Use /etc/openvpn/newclient.sh to generate client config

So:

root@OrangePI:~/OpenVPN-easy-setup# /etc/openvpn/newclient.sh try
Script to generate unified config for Windows App
sage: newclient.sh <common-name>
Generating a 2048 bit RSA private key
.......................................+++
...............................................................................................................................+++
writing new private key to 'try.key'
-----
Using configuration from /etc/openvpn/easy-rsa/openssl-1.0.0.cnf
Check that the request matches the signature
Signature ok
The Subject's Distinguished Name is as follows
countryName :PRINTABLE:'US'
stateOrProvinceName :PRINTABLE:'CA'
localityName :PRINTABLE:'SanFrancisco'
organizationName :PRINTABLE:'Fort-Funston'
organizationalUnitName:PRINTABLE:'MyVPN'
commonName :PRINTABLE:'try'
name :PRINTABLE:'EasyRSA'
emailAddress :IA5STRING:'my@vpn.net'
Certificate is to be certified until Sep 21 10:56:28 2023 GMT (1825 days)

Write out database with 1 new entries
Data Base Updated
OpenVPN 2.3.2 arm-unknown-linux-gnueabihf [SSL (OpenSSL)] [LZO] [EPOLL] [PKCS11] [eurephia] [MH] [IPv6] built on Jun 22 2017
COMPLETE! Copy the new unified config from here: /etc/openvpn/bundles/try.ovpn

You're getting error messages as the script is not finding the systemctl command:

openvpnsetup.sh: line 360: systemctl: command not found

The missing command is used to control systemd, the cutting-edge (sometimes bleeding-edge) init subsystem.

According to this old Ubuntu wiki page, the earliest possible version systemd was introduced in Ubuntu was 14.10 or more likely 15.04. You are running 14.04.5 which is older than either of those. Before systemd, I think Ubuntu used to use upstart as its init subsystem.

A transition from one type of init subsystem to another type is a pretty major change: it affects how system startup and shutdown are performed, and how system services are defined and controlled. With systemd, the systemctl command is the universal tool for most service management tasks.

You should now read lines #360, #361 and #362 in the openvpnsetup.sh script, find out what the systemctl commands on those lines are attempting to do, and replace them with the corresponding commands that are applicable to the upstart init subsystem. Very likely you'll also have to look for any files dropped into /etc/systemd/system, and replace them with upstart-style service definitions.
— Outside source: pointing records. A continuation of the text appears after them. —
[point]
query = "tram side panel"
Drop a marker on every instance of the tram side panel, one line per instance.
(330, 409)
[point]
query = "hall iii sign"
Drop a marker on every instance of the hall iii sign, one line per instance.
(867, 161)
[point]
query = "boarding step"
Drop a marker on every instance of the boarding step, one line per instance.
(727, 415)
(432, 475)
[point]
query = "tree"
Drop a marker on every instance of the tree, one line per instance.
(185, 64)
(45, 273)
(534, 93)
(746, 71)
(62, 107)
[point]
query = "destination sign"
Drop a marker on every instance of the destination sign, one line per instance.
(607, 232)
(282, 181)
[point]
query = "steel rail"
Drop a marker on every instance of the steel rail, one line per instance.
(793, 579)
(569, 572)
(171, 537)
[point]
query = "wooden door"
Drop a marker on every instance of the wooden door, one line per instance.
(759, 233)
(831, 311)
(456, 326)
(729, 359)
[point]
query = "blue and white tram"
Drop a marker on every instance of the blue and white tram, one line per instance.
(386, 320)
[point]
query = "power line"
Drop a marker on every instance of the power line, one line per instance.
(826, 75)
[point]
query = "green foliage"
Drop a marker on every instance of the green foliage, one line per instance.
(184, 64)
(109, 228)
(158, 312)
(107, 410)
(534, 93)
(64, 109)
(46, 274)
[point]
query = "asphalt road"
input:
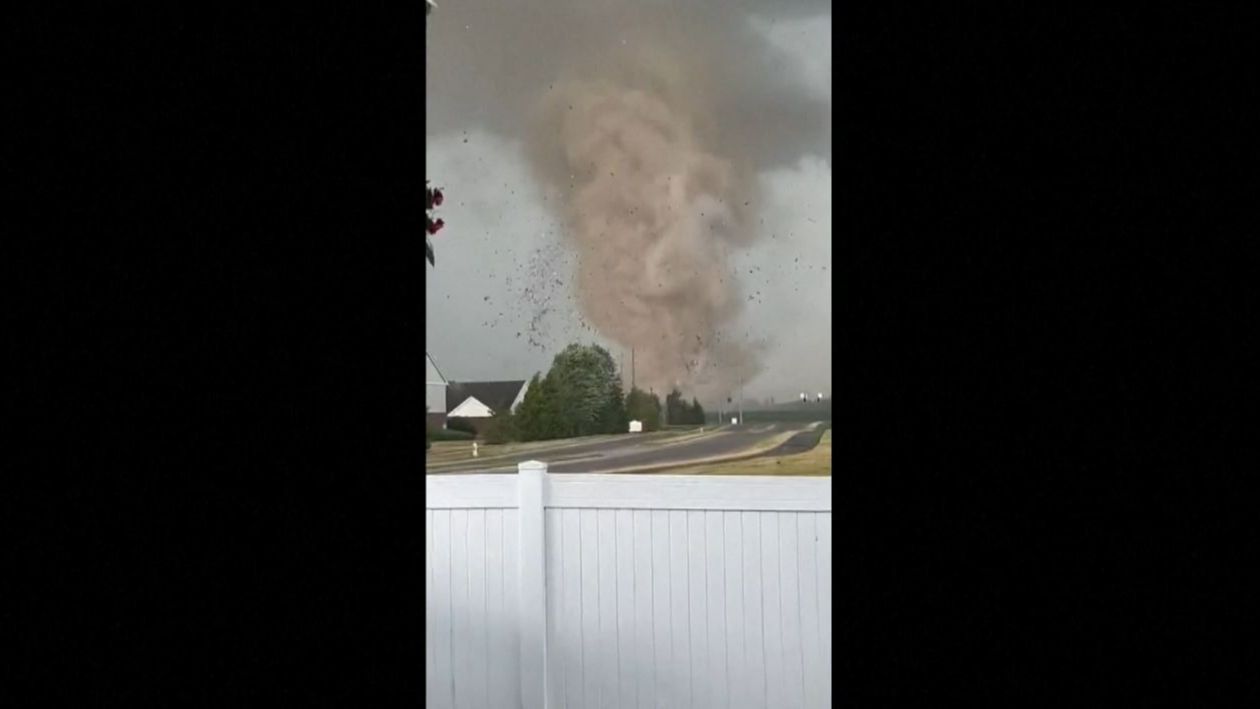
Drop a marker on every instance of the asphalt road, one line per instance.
(628, 452)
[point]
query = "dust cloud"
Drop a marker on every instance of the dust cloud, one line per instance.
(647, 124)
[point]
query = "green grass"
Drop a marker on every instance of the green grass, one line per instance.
(814, 461)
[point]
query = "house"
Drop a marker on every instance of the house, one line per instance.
(435, 394)
(478, 401)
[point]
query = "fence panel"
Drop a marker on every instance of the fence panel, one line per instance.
(628, 591)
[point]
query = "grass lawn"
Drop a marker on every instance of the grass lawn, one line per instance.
(450, 452)
(814, 461)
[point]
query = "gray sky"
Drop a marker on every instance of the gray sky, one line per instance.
(503, 300)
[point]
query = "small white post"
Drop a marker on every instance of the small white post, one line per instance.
(532, 479)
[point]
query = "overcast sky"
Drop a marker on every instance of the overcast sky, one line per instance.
(502, 297)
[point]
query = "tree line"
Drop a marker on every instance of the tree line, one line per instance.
(581, 394)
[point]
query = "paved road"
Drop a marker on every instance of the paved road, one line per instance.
(628, 452)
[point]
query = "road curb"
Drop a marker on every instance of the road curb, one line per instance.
(746, 453)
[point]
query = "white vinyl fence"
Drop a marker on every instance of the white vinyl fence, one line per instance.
(590, 591)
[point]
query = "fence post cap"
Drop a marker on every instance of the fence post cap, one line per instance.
(532, 466)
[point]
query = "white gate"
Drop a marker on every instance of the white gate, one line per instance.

From your github link, those lines are:

systemctl enable netfilter-persistent & systemctl start netfilter-persistent
systemctl enable openvpn@server & systemctl start openvpn@server
systemctl restart netfilter-persistent

i.e. enable netfilter-persistent and openVPN server services to start automatically at boot & start them immediately, and then restart the netfilter-persistent service one more time, probably to ensure that any changes to firewall rules that might have been made by the OpenVPN startup are immediately stored persistently.